Newsletter - 15/08/25
- Anna Davison
- 15 de ago.
- 3 min de leitura
Fenomenologias.
Trilha sonora para essa edição: People on Sunday, Dominique Dumont
I
Duas notas esparsas, perdidas no meu telefone:
29/07/25 - Acabo de ter taquicardia. No additional text.
29/11/20 - Carta do corpo: 3 de paus. No additional text.
Pergunto ao ChatGPT o que podem significar uma e outra coisa:
- Em adultos, considera-se taquicardia quando a frequência cardíaca está acima de 100 batimentos por minuto em repouso. Ela pode ter várias causas, desde situações normais até problemas de saúde.
- O 3 de Paus geralmente simboliza planejamento, visão de futuro e expansão. Ele aparece quando algo que você começou já está em andamento e agora é hora de esperar pelos resultados, explorar novas possibilidades e pensar estrategicamente.
II
As notas serem de dias 29 é coincidência.
Cinco anos separam o 3 de paus da taquicardia. Muito aconteceu desde então, é claro. Para além de uma pandemia e uma série de mudanças de cidade e continente, meu olhar para os detalhes é, agora, outro. Quero crer que a taquicardia não seja o resultado do que aconteceu sem o planejamento que me sugeria o 3 de paus.
Não voltei a ter taquicardia desde o último dia 29.

III
Estou cansada do inverno. Venho do cerrado e tantos dias de frio vão me deixando com mais desejo de recolhimento do que já tendo a ter normalmente. Paradoxalmente, Buenos Aires tem me proporcionado mais vida social que toda a vida social que tive nos últimos muitos anos. Aqui, fico mais perto da literatura e é bom.

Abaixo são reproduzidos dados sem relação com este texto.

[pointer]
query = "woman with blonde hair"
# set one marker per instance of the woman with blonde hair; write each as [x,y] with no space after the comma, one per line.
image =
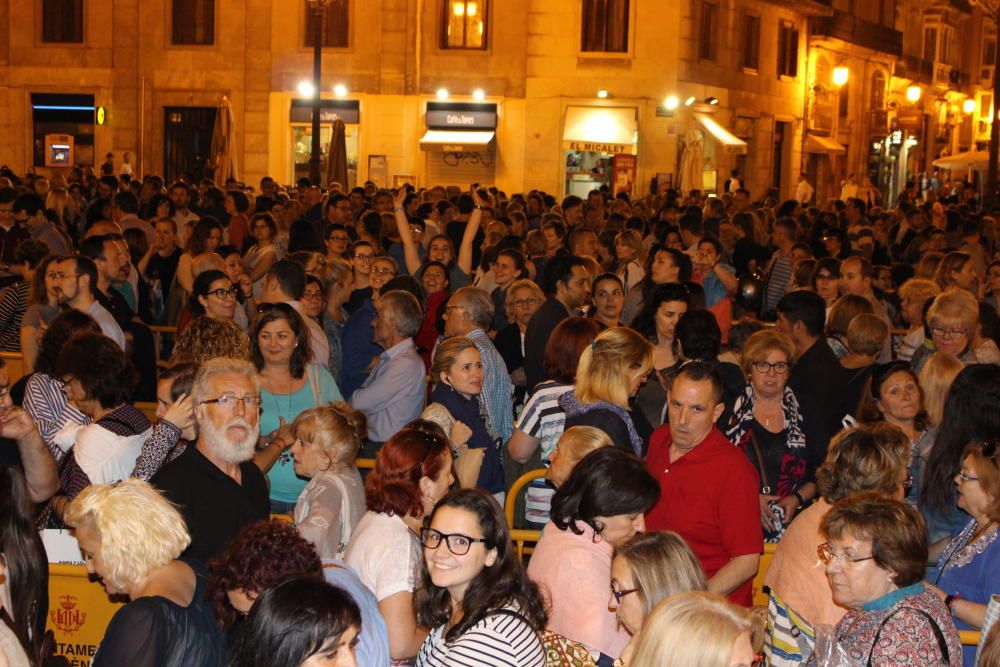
[572,446]
[696,629]
[131,536]
[327,439]
[610,373]
[953,321]
[646,570]
[458,376]
[957,269]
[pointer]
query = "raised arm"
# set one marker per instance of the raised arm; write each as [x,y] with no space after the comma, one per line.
[410,250]
[469,236]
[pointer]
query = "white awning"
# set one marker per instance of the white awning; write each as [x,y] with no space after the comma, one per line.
[455,141]
[600,130]
[730,142]
[816,143]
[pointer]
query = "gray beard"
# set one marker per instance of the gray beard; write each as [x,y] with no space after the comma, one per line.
[221,446]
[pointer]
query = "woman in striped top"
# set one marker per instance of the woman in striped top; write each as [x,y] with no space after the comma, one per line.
[475,595]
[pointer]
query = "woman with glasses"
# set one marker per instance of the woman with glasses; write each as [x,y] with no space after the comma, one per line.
[524,298]
[968,571]
[290,383]
[646,570]
[258,259]
[826,280]
[214,295]
[475,596]
[860,459]
[953,320]
[969,415]
[600,507]
[412,472]
[768,426]
[913,297]
[875,551]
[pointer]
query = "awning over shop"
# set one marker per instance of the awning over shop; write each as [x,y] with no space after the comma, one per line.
[455,141]
[600,130]
[975,160]
[730,142]
[816,143]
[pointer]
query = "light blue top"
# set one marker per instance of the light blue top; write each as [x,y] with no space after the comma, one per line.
[373,642]
[319,389]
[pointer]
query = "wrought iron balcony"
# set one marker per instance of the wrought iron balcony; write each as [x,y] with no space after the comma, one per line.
[851,29]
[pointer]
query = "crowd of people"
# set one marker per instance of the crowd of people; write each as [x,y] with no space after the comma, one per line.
[358,378]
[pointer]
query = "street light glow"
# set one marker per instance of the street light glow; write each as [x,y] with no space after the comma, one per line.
[307,89]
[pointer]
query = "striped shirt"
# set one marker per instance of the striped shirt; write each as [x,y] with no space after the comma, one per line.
[499,640]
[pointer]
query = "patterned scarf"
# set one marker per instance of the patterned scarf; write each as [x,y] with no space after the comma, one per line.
[793,463]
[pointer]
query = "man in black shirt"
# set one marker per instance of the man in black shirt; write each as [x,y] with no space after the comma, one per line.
[567,289]
[217,487]
[818,380]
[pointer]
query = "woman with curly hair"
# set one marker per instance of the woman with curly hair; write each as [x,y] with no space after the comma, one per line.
[208,338]
[327,440]
[131,537]
[412,472]
[476,598]
[99,379]
[268,552]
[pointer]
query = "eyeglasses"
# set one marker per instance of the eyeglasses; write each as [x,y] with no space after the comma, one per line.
[229,402]
[619,594]
[941,332]
[222,293]
[779,367]
[457,543]
[828,555]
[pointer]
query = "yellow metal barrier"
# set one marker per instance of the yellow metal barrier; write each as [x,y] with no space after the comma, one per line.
[759,596]
[14,363]
[79,612]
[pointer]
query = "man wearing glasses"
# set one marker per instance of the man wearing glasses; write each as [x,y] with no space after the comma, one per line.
[215,483]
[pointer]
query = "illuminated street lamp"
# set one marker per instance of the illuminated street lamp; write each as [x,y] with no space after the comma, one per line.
[318,7]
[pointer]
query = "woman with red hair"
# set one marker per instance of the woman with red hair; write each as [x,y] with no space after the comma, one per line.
[412,472]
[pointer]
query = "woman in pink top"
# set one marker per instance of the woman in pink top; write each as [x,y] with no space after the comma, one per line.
[599,507]
[865,458]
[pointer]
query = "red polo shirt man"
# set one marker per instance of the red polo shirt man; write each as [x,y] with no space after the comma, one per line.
[708,488]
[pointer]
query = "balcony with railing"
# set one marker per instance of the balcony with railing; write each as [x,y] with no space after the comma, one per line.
[857,31]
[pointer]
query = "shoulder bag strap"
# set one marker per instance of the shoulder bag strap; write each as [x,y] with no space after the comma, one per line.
[765,488]
[942,642]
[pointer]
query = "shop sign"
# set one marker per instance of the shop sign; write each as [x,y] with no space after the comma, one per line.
[462,118]
[624,174]
[330,110]
[595,147]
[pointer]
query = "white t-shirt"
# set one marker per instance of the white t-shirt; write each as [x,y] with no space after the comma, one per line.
[385,553]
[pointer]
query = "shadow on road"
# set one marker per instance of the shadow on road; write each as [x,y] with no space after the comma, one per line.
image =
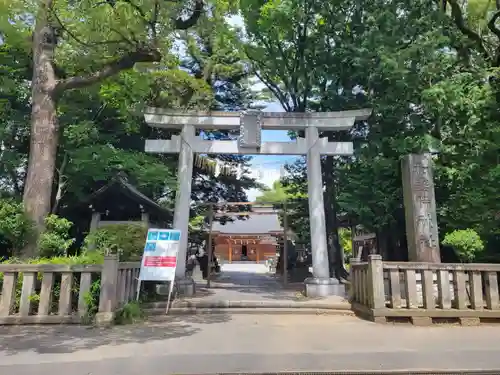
[265,286]
[53,339]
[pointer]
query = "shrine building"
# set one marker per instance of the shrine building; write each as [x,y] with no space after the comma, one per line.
[256,238]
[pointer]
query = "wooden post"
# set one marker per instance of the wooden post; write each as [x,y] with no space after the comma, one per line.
[210,223]
[285,245]
[376,281]
[108,296]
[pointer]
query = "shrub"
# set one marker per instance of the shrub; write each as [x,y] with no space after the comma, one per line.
[127,239]
[466,243]
[15,227]
[54,240]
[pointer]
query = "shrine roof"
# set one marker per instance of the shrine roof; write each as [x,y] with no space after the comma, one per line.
[120,183]
[255,224]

Também é um crash course em me livrar do tal FOMO.
IV
Tenho tentado entender, como quem me acompanha já está careca de saber, qual a melhor forma, para mim, de equacionar desejo e ação. Sonho demasiado e pouco faço. Me sinto cansada. Devo ter ficado grudada ao 3 de paus, andando com ele pregado à testa. Me pergunto se todo mundo vê.
Me aproximo do meu aniversário de 46 e percebo que a crise da meia idade se aprofunda cada vez mais. Sinto como se estivesse permanentemente sentada nessa mesma mesa onde agora escrevo, olhando para a janela na minha frente, onde a vida desfila brilhante e interessante. Aqui dentro, faz frio e me sinto cada vez mais distante do que me faria artista.

V
Ainda assim, comecei a anotar cenas cotidianas que me atravessam no dia-a-dia na cidade. Uma forma de pintar um mapa:
- Na praça Güemes, é sábado, faz sol e quase chega a estar quente. A porta da igreja de Nossa Sra. de Guadalupe se abre e uma pequena multidão sai fazendo caretas, ajustando as pupilas à claridade do dia. Um senhor de 80 anos vestido de forma elegante, com um lenço azul marinho e branco amarrado em um bonito nó no pescoço, ampara a mulher com quem é casado há mais de 50 anos e que, agora, tem dificuldade de descer as escadas. Penso que isso é amor.
- No café do bairro, dois homens de meia idade e camisas de cores neutras e já desbotadas olham atentos a tela da televisão posicionada no alto. Assistem a algum jogo de futebol enquanto seus cafés com leite esfriam nas xícaras brancas sobre a mesa manchada. O funcionário jovem, de preto, tem uma tatuagem que lhe toma todo o pescoço. Ele passa um pano bem lentamente sobre o balcão onde se vê uma estufa com empanadas e um bolo. Um cartaz diz “hay chocotorta”. Uma espécie de carinho.
- Caminho para ir ao mercado e quase piso em duas pequenas flores murchas na calçada. Elas são exatamente da mesma cor dos meus tênis. Me pergunto se um dia foram tão bonitas quanto as flores vendidas na esquina da Figueroa Alcorta com a Jerónimo Salguero. Ali ficam expostas as flores mais bonitas da cidade, aquelas que parecem pequenos fogos de artifício congelados, cujos nomes eu desconheço.
VI
Se soubesse desenhar, poderia mostrar com imagens o que anoto com palavras.
Alguém se habilita?
Beijos,
Anna
📚Estou lendo, meio lentamente, 3 livros ao mesmo tempo: La insumisa, da Christina Peri Rossi; Aliens & Anorexia, da Chris Kraus; e A Parede, da Marlen Haushofer. São livros muito diferentes entre si e, talvez, Chris Kraus seja a que mais está me instigando agora.
🎨Fui duas vezes nas últimas duas semanas ver a exposição da Liliana Porter no Malba. Os vídeos me deixam completamente hipnotizada. Estou apaixonada de novo.